# Safe journey Maisie... I'll miss you



## purple-vixen (Feb 4, 2009)

...hope you find your sister...

So small when I got you, 
You ate like a pig, 
But so quickly "it" found you,
"It" was too big,

Whatever "it" is,
I will find out,
I now know deaths kiss,
Was the painless way out,

I hope you are happy,
And find your way home,
As i sit here sadly,
Wishing sooner I'd known...

Not even 8 weeks,
But you left your smile,
I remember your squeaks,
You were quicker by a mile,

Take care little one,
Nothing can hurt you now,
I know your gone, 
But it's for the best now...
(Written by me 08/05/09)

You little quick girlie...

xxxx


----------



## forteh (Feb 9, 2009)




----------



## snoopyfrench87 (Apr 27, 2009)

beautiful poem - wonderful tribute to your wonderful friend. sleep well sunshine


----------



## timberwolf (Oct 26, 2007)

Jacki, thats so sad...


----------



## Kimmy173 (Aug 2, 2007)

RIP, such a beauty xxx


----------



## sparkle (Mar 21, 2007)

I only just saw this thread jaki.. the poem is beautiful

RIP little maise

xxxx


----------



## Trillian (Jul 14, 2008)

That's so sad.
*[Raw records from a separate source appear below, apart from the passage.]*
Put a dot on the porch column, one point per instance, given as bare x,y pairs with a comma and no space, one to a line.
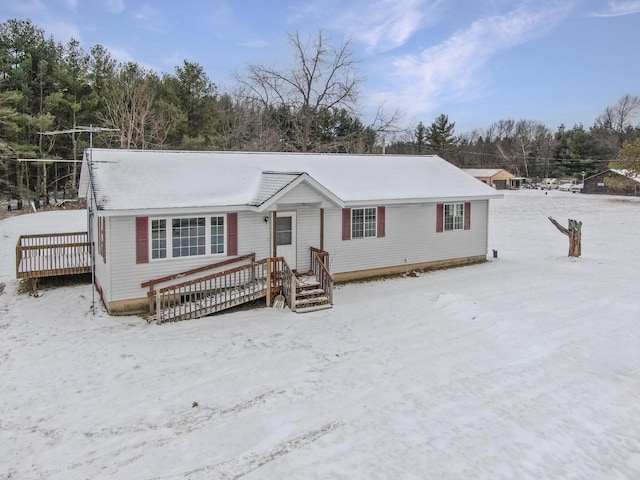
322,229
274,235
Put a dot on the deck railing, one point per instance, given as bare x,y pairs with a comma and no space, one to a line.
218,291
47,255
289,285
319,265
251,257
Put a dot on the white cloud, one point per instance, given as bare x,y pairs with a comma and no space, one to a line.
62,31
387,24
145,13
115,6
254,44
453,69
119,54
615,9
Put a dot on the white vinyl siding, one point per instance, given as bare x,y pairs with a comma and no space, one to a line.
454,216
363,222
124,283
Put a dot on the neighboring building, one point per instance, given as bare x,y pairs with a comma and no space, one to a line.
158,213
597,184
497,178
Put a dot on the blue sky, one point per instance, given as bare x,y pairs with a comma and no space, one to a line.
477,61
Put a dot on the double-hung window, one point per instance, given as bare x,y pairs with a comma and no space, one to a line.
363,222
187,237
454,216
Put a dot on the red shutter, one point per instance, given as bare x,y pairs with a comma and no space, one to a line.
103,243
440,217
232,234
346,224
381,213
467,215
142,239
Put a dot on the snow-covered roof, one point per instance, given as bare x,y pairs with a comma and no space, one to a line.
626,173
145,179
484,172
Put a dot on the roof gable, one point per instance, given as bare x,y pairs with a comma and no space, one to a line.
275,185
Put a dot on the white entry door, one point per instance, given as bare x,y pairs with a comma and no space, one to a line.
286,237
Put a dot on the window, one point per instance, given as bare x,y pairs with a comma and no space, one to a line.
186,237
159,238
363,222
454,216
284,230
217,235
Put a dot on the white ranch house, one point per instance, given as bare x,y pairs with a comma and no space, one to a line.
170,215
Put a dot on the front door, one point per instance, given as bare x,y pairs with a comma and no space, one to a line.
286,237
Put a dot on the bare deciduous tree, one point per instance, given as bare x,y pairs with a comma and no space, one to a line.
322,78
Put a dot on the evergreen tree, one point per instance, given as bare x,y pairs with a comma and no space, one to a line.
440,138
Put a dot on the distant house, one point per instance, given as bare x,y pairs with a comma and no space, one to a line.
155,214
497,178
596,184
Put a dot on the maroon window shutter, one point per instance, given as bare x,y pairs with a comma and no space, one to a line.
346,224
104,239
142,239
381,213
232,234
467,215
440,217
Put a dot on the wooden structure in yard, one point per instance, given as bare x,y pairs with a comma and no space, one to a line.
53,254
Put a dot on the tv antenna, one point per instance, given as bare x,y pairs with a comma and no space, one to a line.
90,130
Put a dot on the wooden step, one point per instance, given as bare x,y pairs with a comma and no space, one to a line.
314,308
310,293
312,300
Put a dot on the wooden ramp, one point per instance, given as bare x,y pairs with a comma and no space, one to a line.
270,278
215,292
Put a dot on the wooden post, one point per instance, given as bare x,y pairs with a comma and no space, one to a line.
269,260
574,232
322,229
274,223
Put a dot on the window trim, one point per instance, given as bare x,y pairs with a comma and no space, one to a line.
441,218
373,220
207,236
457,221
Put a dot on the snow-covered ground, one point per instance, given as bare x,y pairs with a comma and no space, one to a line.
527,366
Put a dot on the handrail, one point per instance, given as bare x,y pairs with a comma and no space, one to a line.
49,254
289,285
193,271
218,291
319,261
212,293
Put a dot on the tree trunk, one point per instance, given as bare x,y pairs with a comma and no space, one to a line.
574,232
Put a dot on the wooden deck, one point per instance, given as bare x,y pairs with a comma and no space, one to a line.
53,254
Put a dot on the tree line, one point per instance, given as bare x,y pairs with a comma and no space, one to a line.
311,106
530,149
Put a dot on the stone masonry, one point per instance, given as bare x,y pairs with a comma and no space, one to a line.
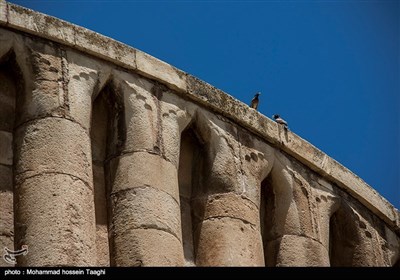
110,157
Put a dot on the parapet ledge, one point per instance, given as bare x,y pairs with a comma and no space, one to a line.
22,19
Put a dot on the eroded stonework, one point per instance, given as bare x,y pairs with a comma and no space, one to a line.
110,157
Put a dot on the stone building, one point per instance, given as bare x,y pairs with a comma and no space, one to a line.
109,156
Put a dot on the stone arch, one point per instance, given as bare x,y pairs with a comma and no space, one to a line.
344,237
12,87
275,200
189,174
107,137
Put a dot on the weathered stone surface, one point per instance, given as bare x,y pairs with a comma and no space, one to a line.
3,12
55,218
6,151
53,145
293,250
228,242
101,213
141,116
103,47
145,207
37,23
227,205
7,214
6,178
8,94
147,247
139,169
86,78
153,68
244,183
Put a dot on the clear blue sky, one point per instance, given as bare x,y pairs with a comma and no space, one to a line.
330,68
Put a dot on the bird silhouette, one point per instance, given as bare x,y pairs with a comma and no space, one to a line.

Lovely poem though. : victory:


----------



## purple-vixen (Feb 4, 2009)

Thanks everyone, when something bad happens I write from the heart... I know she is in a better place now though. 

Thanks xx


----------



## connor 1213 (Apr 6, 2009)

here's a hug:flrt::flrt::flrt::flrt::flrt:

i like what you wrote it is so amotinal


----------